Quite some time passed while story after story fell out of his mouth and he alternated peering into his coffee cup or staring off into the distance - watching the movie unfold in his head as if it was yesterday, and giving me the play by play. He told me how they met, about their courtship and of course, his proposal. He shared stories of how once they were married, she was always late to meet him anywhere because she’d stop to talk to someone in the grocery store or church parking lot and lose track of time as she would slowly unfold a stranger’s life story. “What took you so long?” he would ask her, knowing what the answer was.
After about an hour, he realized where he was and looked at me with an almost bashful look to him. "How did you get me talking about this?" he asked, a little embarrassed and a little bit wistful.. My heart was full with stories, and I knew I couldn't press my luck any farther so I just grinned and shrugged. I tried to steal the check from him (he wouldn't let me) and hugged him hard in the parking lot and told him to drive the speed limit.
He chuckled to himself as he got in the car, which I knew meant he would not.
I have so many precious memories of my Grandpa, but this is the one that I have played over and over to myself in the last few days since my mom called me with the news.
I think of that wistful look he had in his eyes as he recounted to me seeing my Grandma for the first time and I can only imagine that they're exchanging those glances again as if it was their first time seeing one another. Their marriage was what every good marriage should be – a friendship, an equal partnership (a rarity in the 1950s), and genuine, sincere love for one another.
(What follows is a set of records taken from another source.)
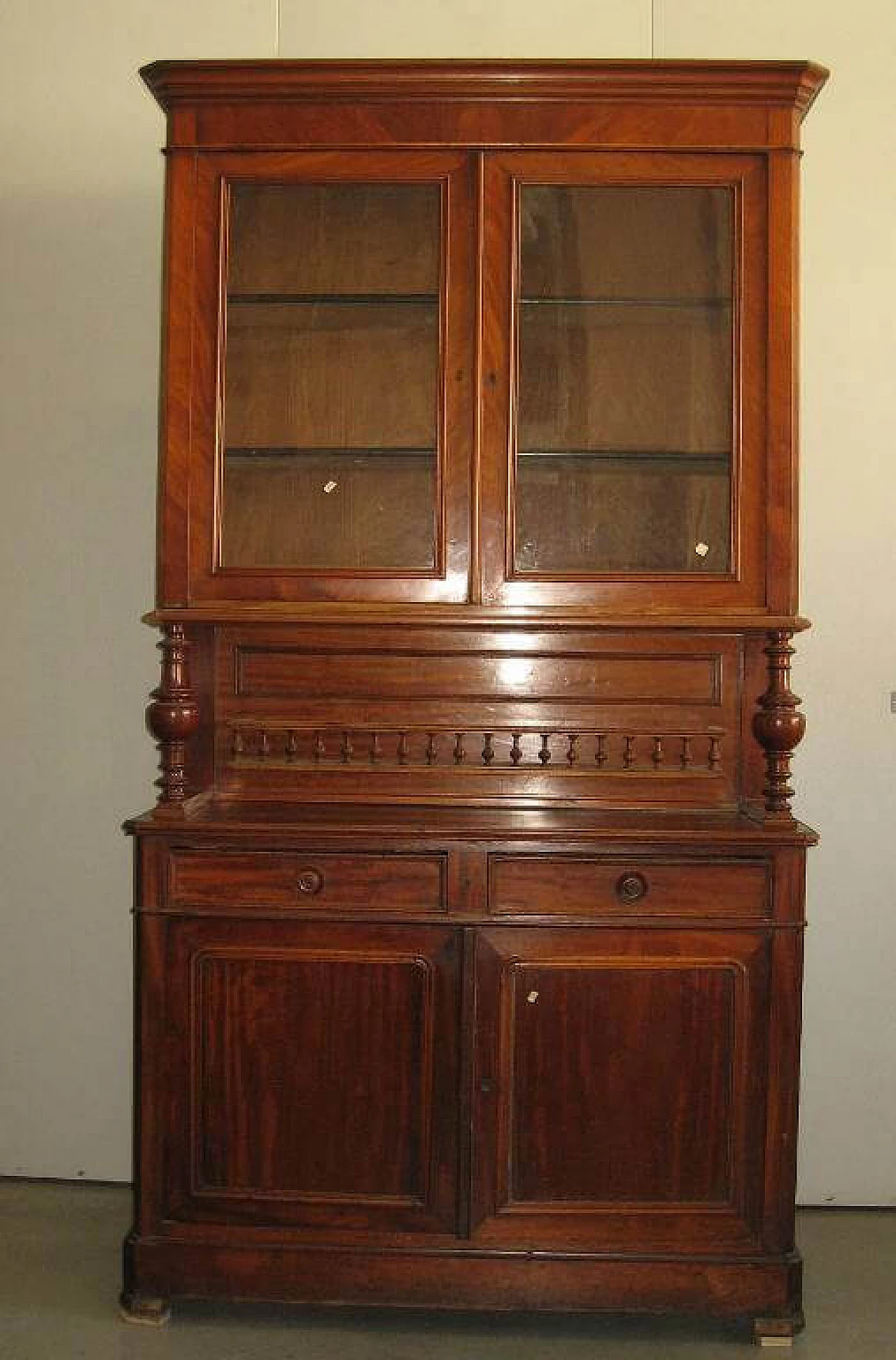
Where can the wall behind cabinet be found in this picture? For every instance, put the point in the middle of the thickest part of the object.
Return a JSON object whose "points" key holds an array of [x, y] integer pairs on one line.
{"points": [[79, 279]]}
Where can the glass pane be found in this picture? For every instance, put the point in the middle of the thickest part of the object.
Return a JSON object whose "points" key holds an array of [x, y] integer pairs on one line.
{"points": [[330, 377], [624, 393]]}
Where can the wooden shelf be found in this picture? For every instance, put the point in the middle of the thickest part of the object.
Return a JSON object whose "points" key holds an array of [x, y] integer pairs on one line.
{"points": [[678, 304], [355, 300], [301, 451]]}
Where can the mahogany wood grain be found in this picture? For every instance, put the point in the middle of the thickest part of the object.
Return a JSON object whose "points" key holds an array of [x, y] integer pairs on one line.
{"points": [[558, 885], [468, 966]]}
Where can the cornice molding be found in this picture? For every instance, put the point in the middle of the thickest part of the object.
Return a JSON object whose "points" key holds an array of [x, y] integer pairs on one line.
{"points": [[782, 83]]}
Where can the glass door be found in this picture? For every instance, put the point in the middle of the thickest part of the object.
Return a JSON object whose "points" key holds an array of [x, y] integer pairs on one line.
{"points": [[335, 475], [616, 451]]}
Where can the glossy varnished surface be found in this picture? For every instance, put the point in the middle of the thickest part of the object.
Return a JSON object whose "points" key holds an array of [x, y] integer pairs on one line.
{"points": [[470, 920], [59, 1280]]}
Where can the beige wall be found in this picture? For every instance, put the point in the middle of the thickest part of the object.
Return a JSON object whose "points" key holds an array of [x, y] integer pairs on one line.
{"points": [[79, 339]]}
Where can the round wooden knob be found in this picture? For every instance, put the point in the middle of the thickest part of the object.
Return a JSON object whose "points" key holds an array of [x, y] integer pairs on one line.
{"points": [[310, 882], [631, 887]]}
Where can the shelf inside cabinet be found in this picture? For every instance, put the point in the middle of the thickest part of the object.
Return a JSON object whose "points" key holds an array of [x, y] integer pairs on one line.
{"points": [[401, 300], [291, 451], [640, 460], [672, 304]]}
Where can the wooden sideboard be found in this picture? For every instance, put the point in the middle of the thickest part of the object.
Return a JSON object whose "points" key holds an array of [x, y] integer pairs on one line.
{"points": [[470, 916]]}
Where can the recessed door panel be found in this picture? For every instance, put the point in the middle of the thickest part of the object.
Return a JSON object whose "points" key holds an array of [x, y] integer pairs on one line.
{"points": [[330, 441], [616, 1095], [623, 391], [323, 1071]]}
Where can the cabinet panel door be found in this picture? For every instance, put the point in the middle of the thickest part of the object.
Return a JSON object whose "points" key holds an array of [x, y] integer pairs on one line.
{"points": [[620, 1098], [332, 386], [623, 405], [317, 1074]]}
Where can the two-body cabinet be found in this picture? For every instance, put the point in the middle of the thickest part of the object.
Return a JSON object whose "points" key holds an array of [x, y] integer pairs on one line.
{"points": [[470, 916]]}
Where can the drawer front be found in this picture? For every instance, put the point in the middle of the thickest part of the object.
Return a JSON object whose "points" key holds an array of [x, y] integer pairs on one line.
{"points": [[297, 881], [571, 885]]}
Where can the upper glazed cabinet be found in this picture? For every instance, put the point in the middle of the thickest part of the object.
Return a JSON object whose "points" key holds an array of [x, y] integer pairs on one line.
{"points": [[529, 379]]}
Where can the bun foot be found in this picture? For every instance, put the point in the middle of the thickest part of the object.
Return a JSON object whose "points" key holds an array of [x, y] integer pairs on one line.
{"points": [[777, 1332], [144, 1309]]}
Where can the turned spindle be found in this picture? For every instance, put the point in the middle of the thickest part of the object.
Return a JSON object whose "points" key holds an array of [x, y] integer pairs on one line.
{"points": [[173, 717], [778, 727]]}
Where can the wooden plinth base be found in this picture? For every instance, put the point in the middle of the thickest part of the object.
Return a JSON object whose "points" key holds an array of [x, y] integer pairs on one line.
{"points": [[144, 1310], [778, 1332]]}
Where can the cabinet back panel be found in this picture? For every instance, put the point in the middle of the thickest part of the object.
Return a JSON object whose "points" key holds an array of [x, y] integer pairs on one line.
{"points": [[391, 713]]}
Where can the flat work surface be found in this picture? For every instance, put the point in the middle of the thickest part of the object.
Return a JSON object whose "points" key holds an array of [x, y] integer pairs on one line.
{"points": [[59, 1284]]}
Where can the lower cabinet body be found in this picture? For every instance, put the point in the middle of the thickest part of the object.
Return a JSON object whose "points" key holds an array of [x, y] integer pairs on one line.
{"points": [[542, 1099]]}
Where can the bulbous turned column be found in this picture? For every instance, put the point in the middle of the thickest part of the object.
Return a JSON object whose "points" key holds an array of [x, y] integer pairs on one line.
{"points": [[173, 718], [778, 727]]}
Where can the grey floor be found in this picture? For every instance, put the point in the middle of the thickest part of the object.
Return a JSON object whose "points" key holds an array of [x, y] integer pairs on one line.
{"points": [[59, 1277]]}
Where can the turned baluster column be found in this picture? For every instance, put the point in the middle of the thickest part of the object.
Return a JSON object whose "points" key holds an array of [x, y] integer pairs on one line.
{"points": [[173, 717], [778, 727]]}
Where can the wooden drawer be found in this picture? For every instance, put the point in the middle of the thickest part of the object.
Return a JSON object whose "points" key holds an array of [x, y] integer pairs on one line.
{"points": [[306, 879], [573, 885]]}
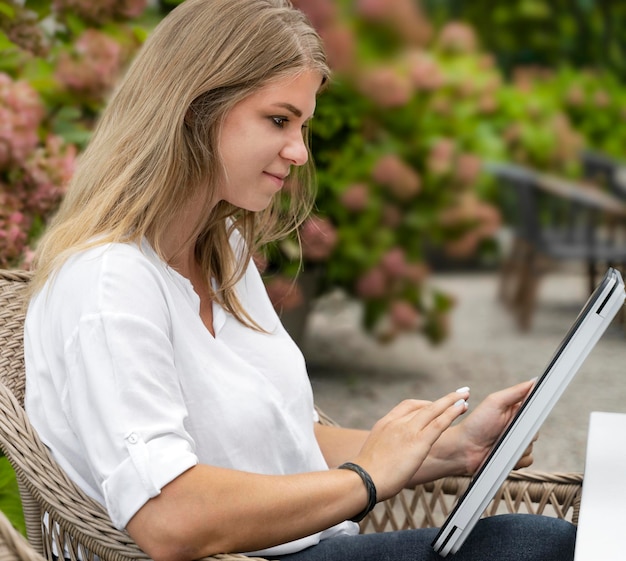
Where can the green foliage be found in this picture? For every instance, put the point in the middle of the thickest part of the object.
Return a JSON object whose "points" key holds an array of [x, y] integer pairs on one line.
{"points": [[10, 502], [583, 33]]}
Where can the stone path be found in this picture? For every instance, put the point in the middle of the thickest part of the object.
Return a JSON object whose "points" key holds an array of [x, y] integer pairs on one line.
{"points": [[357, 381]]}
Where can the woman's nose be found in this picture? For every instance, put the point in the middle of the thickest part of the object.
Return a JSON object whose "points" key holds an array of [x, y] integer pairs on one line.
{"points": [[295, 150]]}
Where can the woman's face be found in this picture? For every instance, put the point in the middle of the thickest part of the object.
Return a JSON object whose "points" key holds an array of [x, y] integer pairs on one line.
{"points": [[262, 137]]}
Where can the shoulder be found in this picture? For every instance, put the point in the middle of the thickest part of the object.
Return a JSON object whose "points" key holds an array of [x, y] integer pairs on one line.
{"points": [[110, 278]]}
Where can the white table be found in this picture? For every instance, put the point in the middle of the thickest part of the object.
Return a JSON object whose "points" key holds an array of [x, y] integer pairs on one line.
{"points": [[602, 522]]}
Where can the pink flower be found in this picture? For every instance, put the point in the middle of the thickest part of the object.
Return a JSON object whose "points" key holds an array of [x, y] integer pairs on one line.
{"points": [[394, 263], [355, 197], [21, 113], [319, 238], [95, 65]]}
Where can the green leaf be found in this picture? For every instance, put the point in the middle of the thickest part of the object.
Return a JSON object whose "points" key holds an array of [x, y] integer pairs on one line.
{"points": [[10, 502], [7, 10], [41, 7]]}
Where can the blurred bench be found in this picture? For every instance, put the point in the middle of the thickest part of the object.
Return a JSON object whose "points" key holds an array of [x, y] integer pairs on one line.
{"points": [[554, 219]]}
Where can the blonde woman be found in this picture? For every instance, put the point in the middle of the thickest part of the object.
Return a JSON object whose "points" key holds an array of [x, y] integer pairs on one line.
{"points": [[157, 371]]}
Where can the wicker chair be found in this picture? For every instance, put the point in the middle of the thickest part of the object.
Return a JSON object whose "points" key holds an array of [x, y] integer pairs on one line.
{"points": [[13, 547], [84, 526]]}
I feel sad for myself, that I’ll never get to hug him and feel his scratchy beard on my check, or listen to a voice mail where he tells me to say hello to “that good Methodist boy you married” or see him flipping pancakes on the Coleman stove of their Airstream trailer. I am sad that my brother won’t have anyone to give a carton of Whoppers to at Christmas for the first time in 33 years. That my sister won’t get to have him proudly walk down the aisle at her wedding, shaking hands with people as if he was a celebrity. That he won’t see my 4 cousins graduate college, get married and turn into the amazing grown ups they are already becoming. I am sad that my mom, her sister and her 2 brothers have lost their Dad, a sadness I can’t even really permit myself to imagine.
But after I wade through this sorrow, there’s an incredible sense of peace and overwhelming happiness because I know my Grandpa is exactly where he wants to be: home, with my Grandma.
And imagine the first thing she will say to him is, “What took you so long?”